Despite popular protests and increased scrutiny in the aftermath of Brown’s killing, US police officers have continued to kill at a rate of more than 1,000 people every year, amounting to more than 5,000 since Brown was gunned down. According to data collected by Mapping Police Violence, police officers were charged in less than 2 percent of all 6,836 killings recorded between 2013 and 2018. In only 0.4 percent of cases (28) during this period was an officer charged, convicted and sentenced.
Police murders that have provoked significant protests since Brown’s death include:
  • The murder of twelve-year-old Tamir Rice (December 2014): Rice was shot within two seconds of police arriving at the park gazebo in Cleveland, Ohio where he was playing with a toy handgun. He died the following day in the hospital. Neither officer involved in the shooting was ever charged.

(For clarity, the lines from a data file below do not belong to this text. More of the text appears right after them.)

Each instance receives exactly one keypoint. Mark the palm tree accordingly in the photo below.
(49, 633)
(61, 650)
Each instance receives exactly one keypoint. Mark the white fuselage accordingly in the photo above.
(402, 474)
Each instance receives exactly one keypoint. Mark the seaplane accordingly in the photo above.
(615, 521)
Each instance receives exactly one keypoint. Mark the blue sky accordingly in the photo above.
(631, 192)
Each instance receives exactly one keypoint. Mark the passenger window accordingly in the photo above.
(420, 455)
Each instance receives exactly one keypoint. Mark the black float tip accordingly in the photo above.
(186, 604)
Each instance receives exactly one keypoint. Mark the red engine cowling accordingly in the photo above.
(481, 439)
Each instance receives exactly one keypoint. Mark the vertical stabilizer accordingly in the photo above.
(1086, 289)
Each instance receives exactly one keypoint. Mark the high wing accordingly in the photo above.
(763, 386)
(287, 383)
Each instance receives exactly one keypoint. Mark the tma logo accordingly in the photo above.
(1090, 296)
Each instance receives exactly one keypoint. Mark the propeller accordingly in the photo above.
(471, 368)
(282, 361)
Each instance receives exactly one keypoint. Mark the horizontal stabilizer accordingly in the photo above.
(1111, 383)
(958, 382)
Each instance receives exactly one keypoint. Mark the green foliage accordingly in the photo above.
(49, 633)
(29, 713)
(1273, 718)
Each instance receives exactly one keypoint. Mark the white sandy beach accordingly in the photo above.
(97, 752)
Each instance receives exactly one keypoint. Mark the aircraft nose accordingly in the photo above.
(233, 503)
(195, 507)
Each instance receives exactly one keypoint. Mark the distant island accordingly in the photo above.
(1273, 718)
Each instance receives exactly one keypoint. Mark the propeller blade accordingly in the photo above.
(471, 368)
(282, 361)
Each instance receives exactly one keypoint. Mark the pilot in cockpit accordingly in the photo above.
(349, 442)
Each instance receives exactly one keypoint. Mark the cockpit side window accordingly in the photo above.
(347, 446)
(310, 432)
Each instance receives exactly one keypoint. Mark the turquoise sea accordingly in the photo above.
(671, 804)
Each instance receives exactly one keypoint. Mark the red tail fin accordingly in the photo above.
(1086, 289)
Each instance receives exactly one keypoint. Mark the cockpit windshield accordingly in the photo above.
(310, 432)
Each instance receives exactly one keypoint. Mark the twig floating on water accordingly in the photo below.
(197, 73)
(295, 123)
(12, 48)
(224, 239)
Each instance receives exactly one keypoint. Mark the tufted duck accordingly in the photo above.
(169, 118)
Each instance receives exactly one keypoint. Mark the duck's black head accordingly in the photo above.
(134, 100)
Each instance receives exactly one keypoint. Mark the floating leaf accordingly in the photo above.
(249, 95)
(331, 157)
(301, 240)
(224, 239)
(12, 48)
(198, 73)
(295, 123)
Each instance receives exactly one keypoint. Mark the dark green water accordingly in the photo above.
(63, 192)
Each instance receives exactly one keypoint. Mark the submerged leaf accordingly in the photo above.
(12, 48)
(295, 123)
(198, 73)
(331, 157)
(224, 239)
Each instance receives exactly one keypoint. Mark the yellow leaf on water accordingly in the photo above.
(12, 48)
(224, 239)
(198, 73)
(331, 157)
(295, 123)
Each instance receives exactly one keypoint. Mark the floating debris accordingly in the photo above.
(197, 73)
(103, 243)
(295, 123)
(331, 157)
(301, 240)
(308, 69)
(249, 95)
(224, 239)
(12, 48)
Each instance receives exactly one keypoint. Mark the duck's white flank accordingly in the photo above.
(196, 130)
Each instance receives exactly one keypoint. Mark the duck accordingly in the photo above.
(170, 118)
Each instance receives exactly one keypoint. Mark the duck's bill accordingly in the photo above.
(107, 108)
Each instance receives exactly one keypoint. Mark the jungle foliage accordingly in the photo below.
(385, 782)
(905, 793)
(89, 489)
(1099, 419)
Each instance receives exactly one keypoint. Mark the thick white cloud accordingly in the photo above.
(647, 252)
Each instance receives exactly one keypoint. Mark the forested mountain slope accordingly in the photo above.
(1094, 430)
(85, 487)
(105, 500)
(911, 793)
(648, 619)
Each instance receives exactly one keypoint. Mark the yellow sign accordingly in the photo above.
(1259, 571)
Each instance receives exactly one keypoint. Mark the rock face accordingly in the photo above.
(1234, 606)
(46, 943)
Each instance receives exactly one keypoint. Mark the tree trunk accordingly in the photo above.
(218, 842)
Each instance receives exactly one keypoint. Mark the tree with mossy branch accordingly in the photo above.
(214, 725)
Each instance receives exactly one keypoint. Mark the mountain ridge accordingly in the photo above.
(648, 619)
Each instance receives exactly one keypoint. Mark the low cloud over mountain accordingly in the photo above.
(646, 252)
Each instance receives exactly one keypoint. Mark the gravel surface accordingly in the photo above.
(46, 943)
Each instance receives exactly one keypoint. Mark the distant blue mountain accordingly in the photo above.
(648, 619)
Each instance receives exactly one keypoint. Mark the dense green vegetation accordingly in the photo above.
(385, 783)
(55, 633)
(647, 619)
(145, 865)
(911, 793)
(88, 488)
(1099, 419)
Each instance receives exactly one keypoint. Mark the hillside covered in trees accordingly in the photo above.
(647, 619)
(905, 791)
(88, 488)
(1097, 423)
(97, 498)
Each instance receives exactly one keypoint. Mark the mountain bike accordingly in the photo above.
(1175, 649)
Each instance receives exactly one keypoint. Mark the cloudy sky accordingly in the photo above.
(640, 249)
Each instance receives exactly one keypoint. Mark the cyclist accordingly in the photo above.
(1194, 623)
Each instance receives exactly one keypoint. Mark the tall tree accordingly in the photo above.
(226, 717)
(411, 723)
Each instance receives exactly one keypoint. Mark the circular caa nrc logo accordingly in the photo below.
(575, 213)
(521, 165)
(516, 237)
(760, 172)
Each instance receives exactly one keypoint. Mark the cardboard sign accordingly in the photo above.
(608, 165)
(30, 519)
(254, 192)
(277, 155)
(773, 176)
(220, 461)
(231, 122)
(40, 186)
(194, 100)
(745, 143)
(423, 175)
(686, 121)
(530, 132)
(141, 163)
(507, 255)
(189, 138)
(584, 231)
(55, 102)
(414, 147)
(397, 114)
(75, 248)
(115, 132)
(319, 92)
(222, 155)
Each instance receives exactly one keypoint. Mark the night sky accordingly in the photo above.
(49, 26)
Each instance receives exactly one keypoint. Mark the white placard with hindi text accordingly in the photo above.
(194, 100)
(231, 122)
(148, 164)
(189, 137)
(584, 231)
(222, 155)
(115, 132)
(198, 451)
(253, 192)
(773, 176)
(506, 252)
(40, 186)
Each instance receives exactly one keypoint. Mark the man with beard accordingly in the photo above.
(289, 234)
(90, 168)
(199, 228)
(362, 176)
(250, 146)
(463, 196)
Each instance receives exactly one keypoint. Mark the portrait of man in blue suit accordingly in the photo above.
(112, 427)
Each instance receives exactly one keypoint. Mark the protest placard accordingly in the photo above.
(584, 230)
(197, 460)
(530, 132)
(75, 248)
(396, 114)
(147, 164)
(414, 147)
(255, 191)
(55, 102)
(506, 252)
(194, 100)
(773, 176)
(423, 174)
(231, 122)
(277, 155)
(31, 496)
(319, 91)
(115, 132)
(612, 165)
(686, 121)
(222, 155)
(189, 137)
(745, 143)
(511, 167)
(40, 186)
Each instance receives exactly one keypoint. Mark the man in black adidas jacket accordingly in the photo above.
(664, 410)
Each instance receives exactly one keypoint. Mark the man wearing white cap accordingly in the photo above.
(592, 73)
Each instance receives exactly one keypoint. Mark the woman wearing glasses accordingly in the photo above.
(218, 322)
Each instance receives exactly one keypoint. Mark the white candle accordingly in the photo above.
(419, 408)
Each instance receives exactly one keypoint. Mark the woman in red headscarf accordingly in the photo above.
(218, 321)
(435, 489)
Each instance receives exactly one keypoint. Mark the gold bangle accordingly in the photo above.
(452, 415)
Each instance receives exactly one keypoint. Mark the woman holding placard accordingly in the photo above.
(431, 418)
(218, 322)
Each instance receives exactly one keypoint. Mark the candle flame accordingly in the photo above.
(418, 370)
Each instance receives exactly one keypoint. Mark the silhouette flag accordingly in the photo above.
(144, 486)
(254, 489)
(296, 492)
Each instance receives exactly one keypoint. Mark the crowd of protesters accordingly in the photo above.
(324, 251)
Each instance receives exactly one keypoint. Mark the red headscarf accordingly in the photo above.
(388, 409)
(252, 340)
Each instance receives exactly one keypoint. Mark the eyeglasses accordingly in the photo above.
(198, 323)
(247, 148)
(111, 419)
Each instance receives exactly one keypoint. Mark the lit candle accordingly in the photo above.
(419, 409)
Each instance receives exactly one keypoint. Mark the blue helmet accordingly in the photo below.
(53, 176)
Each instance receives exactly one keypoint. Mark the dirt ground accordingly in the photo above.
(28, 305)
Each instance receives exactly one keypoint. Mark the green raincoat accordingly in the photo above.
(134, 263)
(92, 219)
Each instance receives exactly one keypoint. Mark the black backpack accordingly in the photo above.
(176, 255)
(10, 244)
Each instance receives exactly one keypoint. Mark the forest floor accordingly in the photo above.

Video of Tamir Rice shooting
  • The death of Freddie Gray (April 2015): Gray died after being given a “rough ride” in the back of a Baltimore police van. His killing sparked a social eruption that was suppressed by 2,000 National Guard soldiers. While six officers were charged in his death, none was convicted.
Video of Freddie Gray being placed in the police van where he was killed
  • The shooting death of Philando Castile (July 2016): Castile, 32, was shot and killed during a traffic stop in suburban Minneapolis, Minnesota. His murder was live-streamed on social media by his girlfriend to the horror of millions. The officer, Jeronimo Yanez, was charged with second degree manslaughter but found not guilty at trial.
Live stream of Philando Castile shooting
  • Little more than a year later, on July 15, 2017, a Minneapolis police officer shot and killed 40-year-old Justine Damond in the alley behind her home. Officer Mohammed Noor, who had fired his gun from the passenger seat of the squad car his partner was driving, was found guilty of third-degree murder and second-degree manslaughter and sentenced in April to 12.5 years in prison.
  • Stephon Clark was shot at least seven times, including multiple shots in the side and back, in his grandmother’s backyard by two Sacramento, California police officers on March 18, 2018. While Clark was holding only a cell phone, the district attorney declined to bring charges and determined that the officers were justified in using deadly force.